Per comprendere in profondità i significati del componimento, bisogna guardare alle vicende storico-sociali degli anni in cui è stato scritto. Tra la fine degli anni Cinquanta e l’inizio del decennio successivo l’Italia cambia a ritmi vorticosi: il boom economico, il benessere materiale, la televisione, nuovi miti e nuovi riti (tutti laici). Se nel Canto popolare (poesia compresa nelle Ceneri di Gramsci, ma scritta nel 1952-1953) del popolo scriveva «non l’abbaglia / la modernità», nel Glicine (l’ultima poesia della raccolta La religione del mio tempo, 1961) Pasolini annota, commentando i grandi cambiamenti in atto e la propria lontananza spirituale da quanto vede intorno a sé: «Il mondo mi sfugge, ancora, non so dominarlo / più, mi sfugge, ah, un’altra volta è un altro… // Altre mode, altri idoli, / la massa, non il popolo, la massa / decisa a farsi corrompere / al mondo ora si affaccia, / e lo trasforma, a ogni schermo, a ogni video / si abbevera, orda pura che irrompe / con pura avidità, informe / desiderio di partecipare alla festa. / E s’assesta là dove il Nuovo Capitale vuole. / Muta il senso delle parole: / chi finora ha parlato, con speranza, resta / indietro, invecchiato». Il «popolo» è diventato una «massa» con cui non c’è più alcuna possibilità di dialogo.


3 Come viene descritto il mondo in cui il poeta si muove?


4 Quale significato puoi attribuire all’espressione città di morti (vv. 8-9)?

Le scelte stilistiche

Sono, quelli qui antologizzati, versi estremamente drammatici, tra il grido e la rassegnazione, espressi da Pasolini in uno stile fortemente prosaico, come se – di fronte all’urgenza dei temi trattati – la poesia non potesse più indulgere a rivestirsi di abbellimenti stilistici e retorici, come faceva ancora certo estetismo novecentesco, intimistico e parareligioso: ciò implica anche una presa di posizione politico-ideologica contro la borghesia prima fascista e poi democristiana che, secondo il severo giudizio pasoliniano, era stata l’ambiente e la base culturale di quelle tendenze letterarie.

Anche il lessico qui è molto spoglio e quotidiano. Soltanto alcuni vocaboli sembrano accendere il componimento in senso espressionistico. Ci riferiamo alle immagini sgradevoli che connotano la sensazione di irrimediabile diversità che il poeta percepisce in sé stesso in relazione al mondo che lo circonda: schiavo malato (v. 1), bestia (v. 1), mostri (v. 3), verme, / molle, ripugnante (vv. 14-15), bestia affannata (v. 18). Lo stato di prostrazione psicologica in cui egli versa si estrinseca dunque attraverso la forza delle metafore.

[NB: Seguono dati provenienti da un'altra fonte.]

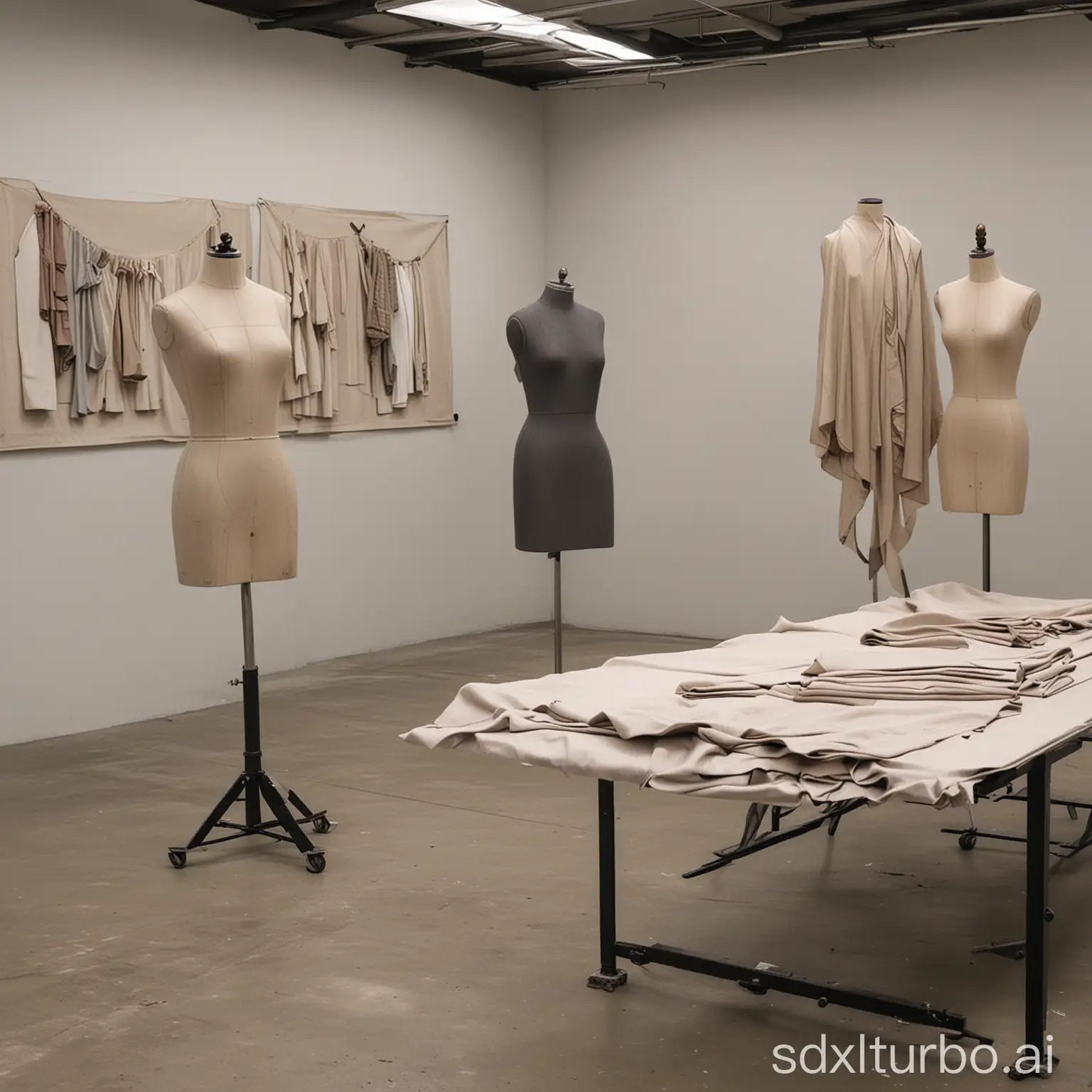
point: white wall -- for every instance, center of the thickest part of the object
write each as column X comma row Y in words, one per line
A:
column 403, row 536
column 692, row 216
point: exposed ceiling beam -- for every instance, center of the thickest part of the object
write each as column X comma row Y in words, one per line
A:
column 623, row 73
column 767, row 31
column 303, row 18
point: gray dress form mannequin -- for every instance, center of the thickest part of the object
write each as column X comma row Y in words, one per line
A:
column 562, row 478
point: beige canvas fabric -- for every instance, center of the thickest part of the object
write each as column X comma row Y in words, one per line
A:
column 422, row 240
column 625, row 721
column 878, row 407
column 171, row 234
column 953, row 614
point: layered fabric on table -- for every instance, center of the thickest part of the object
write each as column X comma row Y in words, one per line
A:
column 953, row 615
column 861, row 722
column 878, row 407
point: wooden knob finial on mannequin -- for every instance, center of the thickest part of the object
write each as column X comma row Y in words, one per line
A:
column 224, row 248
column 981, row 250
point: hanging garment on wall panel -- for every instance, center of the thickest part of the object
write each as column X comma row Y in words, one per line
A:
column 53, row 287
column 363, row 270
column 878, row 407
column 171, row 236
column 421, row 334
column 402, row 340
column 37, row 369
column 87, row 262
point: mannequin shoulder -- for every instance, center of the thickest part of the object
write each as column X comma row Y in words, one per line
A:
column 594, row 319
column 169, row 319
column 515, row 333
column 941, row 294
column 1032, row 308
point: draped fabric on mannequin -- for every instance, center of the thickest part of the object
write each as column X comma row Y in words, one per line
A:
column 150, row 248
column 352, row 336
column 878, row 407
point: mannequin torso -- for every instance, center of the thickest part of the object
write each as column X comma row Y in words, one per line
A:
column 225, row 343
column 985, row 321
column 562, row 476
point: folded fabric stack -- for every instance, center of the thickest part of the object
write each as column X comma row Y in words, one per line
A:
column 953, row 615
column 808, row 710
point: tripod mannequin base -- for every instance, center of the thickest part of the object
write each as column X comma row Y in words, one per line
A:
column 250, row 788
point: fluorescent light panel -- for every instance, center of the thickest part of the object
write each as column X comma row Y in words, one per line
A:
column 507, row 22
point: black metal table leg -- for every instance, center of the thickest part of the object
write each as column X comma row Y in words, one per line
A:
column 1034, row 1061
column 609, row 976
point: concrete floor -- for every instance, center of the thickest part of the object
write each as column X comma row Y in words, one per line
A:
column 444, row 948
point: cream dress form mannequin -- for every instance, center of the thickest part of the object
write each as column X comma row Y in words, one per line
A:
column 225, row 343
column 985, row 321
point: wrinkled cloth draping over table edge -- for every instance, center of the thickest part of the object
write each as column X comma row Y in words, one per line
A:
column 623, row 722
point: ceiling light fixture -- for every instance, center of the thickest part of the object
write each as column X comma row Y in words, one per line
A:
column 507, row 23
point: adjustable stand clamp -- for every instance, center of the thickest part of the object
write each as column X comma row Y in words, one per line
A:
column 254, row 786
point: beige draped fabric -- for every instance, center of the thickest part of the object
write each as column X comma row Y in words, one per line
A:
column 878, row 405
column 171, row 236
column 358, row 275
column 53, row 289
column 876, row 737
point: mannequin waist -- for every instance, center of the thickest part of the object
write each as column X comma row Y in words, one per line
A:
column 230, row 439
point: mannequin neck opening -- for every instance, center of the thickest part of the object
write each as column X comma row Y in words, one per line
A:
column 223, row 272
column 870, row 210
column 558, row 295
column 984, row 270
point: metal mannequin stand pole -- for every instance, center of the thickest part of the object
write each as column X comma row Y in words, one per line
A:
column 557, row 611
column 255, row 784
column 985, row 554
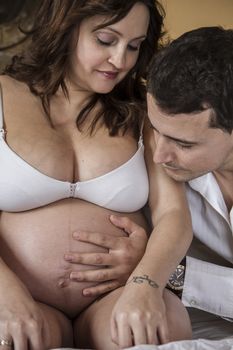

5 Individua nel testo tutti i termini che hanno connotazione negativa.


6 Scrivere per esporre. Pasolini lamenta qui l’inutilità della poesia nella società contemporanea, distratta e incapace di comprenderla. Il motivo della crisi di identità del poeta inizia però già con il Decadentismo. Ripensando agli autori che hai incontrato nello studio della letteratura nel corso di questo anno scolastico, sintetizza le diverse posizioni di quanti nei loro testi hanno affrontato questo tema. Scrivi quindi un testo di circa 40 righe.


7 Dibattito in classe. Secondo Pasolini la poesia può contribuire ad un miglioramento della società: sei d’accordo con lui? perché? Confrontati con i compagni.